The film’s protagonist, Daniel Day-Lewis’s Daniel Plainview, makes a hardscrabble living as a silver miner until a down-at-the-heels young man from California, Paul Dano’s Paul Sunday, makes him an offer. For $500, Sunday will tell Plainview the location of his family’s goat ranch in California, where the oil leaks out of the ground. Plainview demonstrates right from the outset that he is a tough, wily, always suspicious negotiator as he explains to Sunday that there are many places where oil rises to the surface, but very few with much oil underneath. Still, he accepts the deal, and drives off to New Boston in one of the first just-invented automobiles, which are going to revolutionize the oil industry until oil becomes the global monstrosity that plagues our foreign policy to this day.
After all, why else would two-time Oscar-nominee Mr. Anderson undertake to adapt an 80-year-old little-known Sinclair novel for a high-budget production starring Oscar winner Mr. Day-Lewis? His character is said to be based on the real-life Edward Doheny, an oil tycoon of the period. Yet very little in the movie is revealed about Plainview’s earlier life, which has left him with a little son, H.W. (Dillon Freasier). His past life is something Plainview refuses to talk about, and no one in the film, least of all the women, ever gets close enough to him to break his vow of secrecy. Indeed, throughout, Plainview remains a fascinating, often inscrutable presence, but ultimately a morally repulsive figure. Is it capitalism or oil or the American Way of Life that makes him so reprehensible? Again, Mr. Anderson gives us few clues about the inner man, and only Mr. Day-Lewis’ resourcefulness as an actor keeps us intrigued about his possible motives, or is “motive” too old-fashioned a word for this brave new world?
Oil, with the environmental havoc it wreaks on the soil and on communities, is not the only villain of the piece.

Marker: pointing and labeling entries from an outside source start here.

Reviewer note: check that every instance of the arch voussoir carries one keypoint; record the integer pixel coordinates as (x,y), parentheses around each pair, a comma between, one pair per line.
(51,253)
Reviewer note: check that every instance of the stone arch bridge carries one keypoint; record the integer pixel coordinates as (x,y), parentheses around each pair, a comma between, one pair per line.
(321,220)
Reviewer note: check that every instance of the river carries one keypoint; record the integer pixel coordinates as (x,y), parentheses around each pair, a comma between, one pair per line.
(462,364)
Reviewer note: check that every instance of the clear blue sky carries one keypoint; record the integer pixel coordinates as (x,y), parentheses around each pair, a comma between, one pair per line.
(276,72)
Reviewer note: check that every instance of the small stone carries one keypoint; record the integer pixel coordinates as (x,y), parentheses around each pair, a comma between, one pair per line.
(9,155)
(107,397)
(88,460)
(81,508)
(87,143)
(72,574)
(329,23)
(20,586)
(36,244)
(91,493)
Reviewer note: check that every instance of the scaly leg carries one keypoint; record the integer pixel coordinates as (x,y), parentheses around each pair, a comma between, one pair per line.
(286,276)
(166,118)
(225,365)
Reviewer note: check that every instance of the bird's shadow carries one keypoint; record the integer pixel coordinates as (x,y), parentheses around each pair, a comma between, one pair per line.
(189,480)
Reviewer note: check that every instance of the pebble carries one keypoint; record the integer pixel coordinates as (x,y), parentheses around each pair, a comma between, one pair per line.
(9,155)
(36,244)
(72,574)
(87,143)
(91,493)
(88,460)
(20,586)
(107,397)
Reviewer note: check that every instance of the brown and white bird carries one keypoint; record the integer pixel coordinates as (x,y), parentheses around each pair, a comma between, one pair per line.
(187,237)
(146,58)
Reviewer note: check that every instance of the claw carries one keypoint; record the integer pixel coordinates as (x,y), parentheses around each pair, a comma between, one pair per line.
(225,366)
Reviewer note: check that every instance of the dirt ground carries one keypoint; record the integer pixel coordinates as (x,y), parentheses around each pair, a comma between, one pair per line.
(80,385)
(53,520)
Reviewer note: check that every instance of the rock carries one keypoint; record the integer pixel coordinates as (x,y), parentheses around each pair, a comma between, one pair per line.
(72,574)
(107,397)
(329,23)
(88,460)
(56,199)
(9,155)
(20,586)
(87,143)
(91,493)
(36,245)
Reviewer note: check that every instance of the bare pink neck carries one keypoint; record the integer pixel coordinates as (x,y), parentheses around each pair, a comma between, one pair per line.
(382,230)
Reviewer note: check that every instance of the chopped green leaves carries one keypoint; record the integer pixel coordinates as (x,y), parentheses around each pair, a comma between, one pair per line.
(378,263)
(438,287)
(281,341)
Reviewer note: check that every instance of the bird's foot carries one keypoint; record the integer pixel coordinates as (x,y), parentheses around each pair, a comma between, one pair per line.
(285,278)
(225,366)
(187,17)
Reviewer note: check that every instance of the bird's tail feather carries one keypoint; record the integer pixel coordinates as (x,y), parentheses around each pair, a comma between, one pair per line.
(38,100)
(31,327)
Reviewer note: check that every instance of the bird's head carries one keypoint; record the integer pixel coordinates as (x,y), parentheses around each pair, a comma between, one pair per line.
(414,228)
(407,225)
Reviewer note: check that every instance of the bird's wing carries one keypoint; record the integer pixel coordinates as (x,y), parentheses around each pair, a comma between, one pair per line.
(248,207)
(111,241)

Revivalist religion takes a few whacks as well, as by the end the antics of Paul Sunday’s twin brother, Eli (also played by Paul Dano), gets more than a few laughs. Eli makes it a condition of Plainview’s purchase of his father’s ranch that a Baptist church be built on the property with some of the oil profits. Plainview cynically agrees to Eli’s overbearing importuning, but one senses from the beginning a final settling of accounts between these two supreme egotists.
Oh, yes, along the way, Plainview’s son is rendered deaf by an accident near the oil derrick, and Plainview blithely abandons the now handicapped child on a departing train. They are eventually but bitterly reunited, and the emotional scars linger through both their lives.
There are a few seemingly decent people Plainview encounters along his rugged path of ruthless self-enhancement, but they serve only to illuminate his capacity for a mysterious malignancy. Not exactly mysterious, for at one point he comes right out and says that he has never liked people.
As it happens, I have enjoyed all of Mr. Anderson’s previous four films—Hard Eight (1996), Boogie Nights (1997), Magnolia (1999) and Punch-Drunk Love (2002). I have always appreciated, particularly, the flair he showed in his casting, and in his ability to extract all the eccentricities of his characters from the performers playing them. But I have never before seen an Anderson film with a lead character exuding so few sympathetic vibes to the audience, even when the atmosphere was unpleasant and even unsavory.
Nonetheless, There Will Be Blood remains an impressive achievement in its confident expertness in rendering the simulated realities of a bygone time and place, largely with an inspired use of regional amateur actors and extras with all the right moves and sounds. In this moviegoing year of unrestrained morbidity and malfeasance, There Will Be Blood fits in very nicely with all the prevailing paranoia on and off the screen.